Editorial: Racetrack purchase could burn taxpayers

 

Spokane County commissioners – Todd Mielke and Mark Richard made the deciding votes – took a big risk in purchasing the Spokane Raceway Park and surrounding acreage. But if their gamble fails, it will be taxpayers who are on the hook.

The contract for track management is in jeopardy, because Austin Motorsports Management LLC hasn’t paid four contractors for work worth more than $1 million. About $2 million in work has been done to get the West Plains track into racing shape. When the issue of nonpayment surfaced in July, track operator Bucky Austin said it was a misunderstanding, with administrative snags holding up the payments. Don’t worry, he said, the track was on course.

But more than two months have passed, and the bills are still unpaid. This is bad news for Spokane County, because the facility was purchased with the idea that it would pay for itself. It’s also bad because if Austin doesn’t pay, then the contractors are likely to sue the county for negligent oversight.

Upon purchase of the track and surrounding acreage, commissioners noted what a bargain it was, but $4.3 million is still a lot of money for a cash-strapped county. The plan was to tap proceeds from the races to cover the purchase, but some events have been canceled or postponed because of the financial uncertainties.

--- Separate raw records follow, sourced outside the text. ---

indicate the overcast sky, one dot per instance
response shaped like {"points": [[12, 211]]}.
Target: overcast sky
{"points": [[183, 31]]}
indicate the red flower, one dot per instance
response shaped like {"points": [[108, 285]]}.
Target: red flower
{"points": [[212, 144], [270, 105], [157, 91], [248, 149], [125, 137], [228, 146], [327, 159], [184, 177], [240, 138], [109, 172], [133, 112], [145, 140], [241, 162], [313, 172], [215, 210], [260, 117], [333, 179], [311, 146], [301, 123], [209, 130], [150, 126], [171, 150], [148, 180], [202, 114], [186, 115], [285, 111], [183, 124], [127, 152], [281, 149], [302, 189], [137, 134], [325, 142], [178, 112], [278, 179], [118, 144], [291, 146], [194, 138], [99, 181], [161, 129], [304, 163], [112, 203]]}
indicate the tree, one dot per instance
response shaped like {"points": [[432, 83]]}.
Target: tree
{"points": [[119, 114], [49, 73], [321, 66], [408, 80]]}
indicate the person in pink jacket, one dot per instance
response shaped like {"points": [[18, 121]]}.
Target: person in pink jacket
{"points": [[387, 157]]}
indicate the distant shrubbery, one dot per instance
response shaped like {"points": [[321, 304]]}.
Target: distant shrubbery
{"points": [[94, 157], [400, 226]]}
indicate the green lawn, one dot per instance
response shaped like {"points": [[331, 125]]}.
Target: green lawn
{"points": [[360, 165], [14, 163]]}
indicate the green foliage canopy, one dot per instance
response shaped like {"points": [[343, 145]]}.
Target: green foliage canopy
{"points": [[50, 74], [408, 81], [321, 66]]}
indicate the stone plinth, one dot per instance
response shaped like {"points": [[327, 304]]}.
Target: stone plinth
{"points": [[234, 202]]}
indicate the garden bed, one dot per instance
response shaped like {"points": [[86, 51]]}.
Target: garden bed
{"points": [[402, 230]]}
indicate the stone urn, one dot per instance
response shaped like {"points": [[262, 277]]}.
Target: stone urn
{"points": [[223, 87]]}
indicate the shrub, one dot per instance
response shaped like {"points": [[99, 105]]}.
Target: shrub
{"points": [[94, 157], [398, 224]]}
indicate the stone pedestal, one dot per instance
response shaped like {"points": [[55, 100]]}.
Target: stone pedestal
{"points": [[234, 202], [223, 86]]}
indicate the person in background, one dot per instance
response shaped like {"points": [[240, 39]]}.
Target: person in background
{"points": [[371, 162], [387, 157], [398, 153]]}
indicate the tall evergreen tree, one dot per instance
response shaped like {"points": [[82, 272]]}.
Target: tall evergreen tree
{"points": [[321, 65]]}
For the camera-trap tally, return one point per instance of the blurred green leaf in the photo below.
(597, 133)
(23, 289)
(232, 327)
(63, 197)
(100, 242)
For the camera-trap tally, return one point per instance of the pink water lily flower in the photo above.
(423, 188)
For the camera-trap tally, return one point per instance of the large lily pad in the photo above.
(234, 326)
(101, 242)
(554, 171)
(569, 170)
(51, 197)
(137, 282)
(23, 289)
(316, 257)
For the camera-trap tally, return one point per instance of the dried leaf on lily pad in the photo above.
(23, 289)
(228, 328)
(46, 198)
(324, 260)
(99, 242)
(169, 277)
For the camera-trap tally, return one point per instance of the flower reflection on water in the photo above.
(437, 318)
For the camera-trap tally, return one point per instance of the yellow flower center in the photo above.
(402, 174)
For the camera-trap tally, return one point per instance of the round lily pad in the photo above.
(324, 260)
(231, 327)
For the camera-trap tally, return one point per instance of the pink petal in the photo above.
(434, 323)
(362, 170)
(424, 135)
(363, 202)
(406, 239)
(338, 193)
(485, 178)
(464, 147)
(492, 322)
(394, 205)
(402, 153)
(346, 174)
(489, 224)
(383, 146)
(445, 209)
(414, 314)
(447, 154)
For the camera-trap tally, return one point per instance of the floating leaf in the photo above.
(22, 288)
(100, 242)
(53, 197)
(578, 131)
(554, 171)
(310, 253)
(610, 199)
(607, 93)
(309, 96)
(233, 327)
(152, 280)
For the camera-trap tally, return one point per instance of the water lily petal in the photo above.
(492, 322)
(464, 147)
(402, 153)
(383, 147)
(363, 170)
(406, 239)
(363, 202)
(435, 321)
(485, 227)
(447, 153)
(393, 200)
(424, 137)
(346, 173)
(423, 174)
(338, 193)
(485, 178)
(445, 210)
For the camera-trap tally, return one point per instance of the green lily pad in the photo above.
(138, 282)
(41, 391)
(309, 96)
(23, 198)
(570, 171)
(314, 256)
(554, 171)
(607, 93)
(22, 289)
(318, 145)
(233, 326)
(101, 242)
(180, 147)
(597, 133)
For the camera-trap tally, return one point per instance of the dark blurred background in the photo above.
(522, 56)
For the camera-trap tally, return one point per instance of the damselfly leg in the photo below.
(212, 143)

Northwest Pro4 Alliance’s July 18 appearance was among those canceled. “We didn’t want to go race and have them say they didn’t have the money to pay us,” said Bob Coply, of Boise, the alliance’s president.

Until the financial cloud is lifted, it will be difficult for the track to make enough money to pay the county and its contractors. Commissioners are losing patience, giving Austin 60 days to settle the bills or lose the contract. At that point the racing season will be over, and county officials will know whether Austin is up to the task.

If not, they need to act fast to hire another track manager, because the county cannot afford for this venture to fail. It’s already looking at an expensive new jail; then there’s the specter of those lawsuits to cover $1 million in bills.

Austin offers several excuses for why he’s in a bind. He opted for an ambitious start on upgrades, but he didn’t get clearance for some of that work. He says the credit crunch thwarted a loan. He blamed a construction manager for failing to obtain the bond required by the contract, but the responsibility is his. Now that the work is done, the bond cannot be purchased.

Mielke and Richard aggressively pursued the purchase of the facility. They now need the same zeal to ensure that it won’t become a money pit for taxpayers.